For those who know xxxxxxx, there are two very large reservoirs, separated by a causeway. It can be VERY windy and cold there, but today was not too bad. It can be hard to track down birds though, as there are large numbers of ducks, grebes and gulls and a lot of water often puts them at some distance. I was very pleased therefore to spot two ducks sitting on their own in the near corner of the southern basin almost as soon as I put up my 'scope.

As soon as I had them in my field of view, it was clear they were the ruddy ducks.


This is an extreme crop, but you can make out the main points. A very stocky duck, with a stout bill and a broad white face patch. At  distance they are somewhat like female scoters. What was a bonus was the fact I got in the same frame a breeding plumaged black-necked grebe that seemed to be making friends with them! These are regulars at the reservoir here.

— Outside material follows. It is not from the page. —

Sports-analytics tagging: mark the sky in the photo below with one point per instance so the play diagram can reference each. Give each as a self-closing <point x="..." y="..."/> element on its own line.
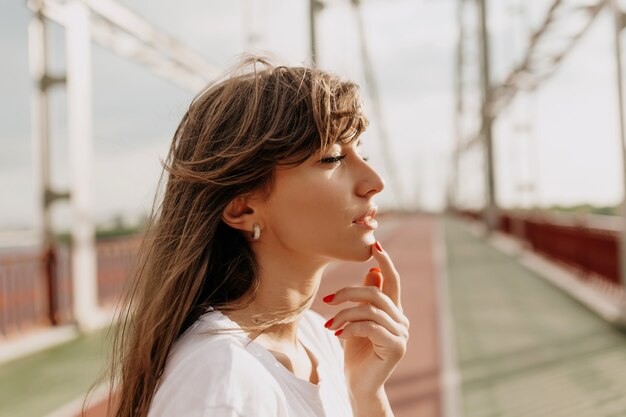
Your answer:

They never got very close, so I gave it about 20 minutes and left them to it. That wasn't before I called my brother-in-law Martin though to give him the heads up, and he did come down later to get them as well. Pretty generous that of me I thought, as it kept him 5 ahead of me in the year-list stakes, on 153 to my 148. Still, he's away skiing for the next two weekends so that gap will be in the other direction hopefully by then and I still have a full weekend of birding when Judith is away and our week in Speyside to come.
As an addendum to this, when I got home I saw that birdguides was showing the report of actually 4 of them on Saturday, with location. This is a change from a few years ago when reports were suppressed. I can only hope it doesn't make DEFRA get out their guns again as a breeding pair I would have thought would pique their interest.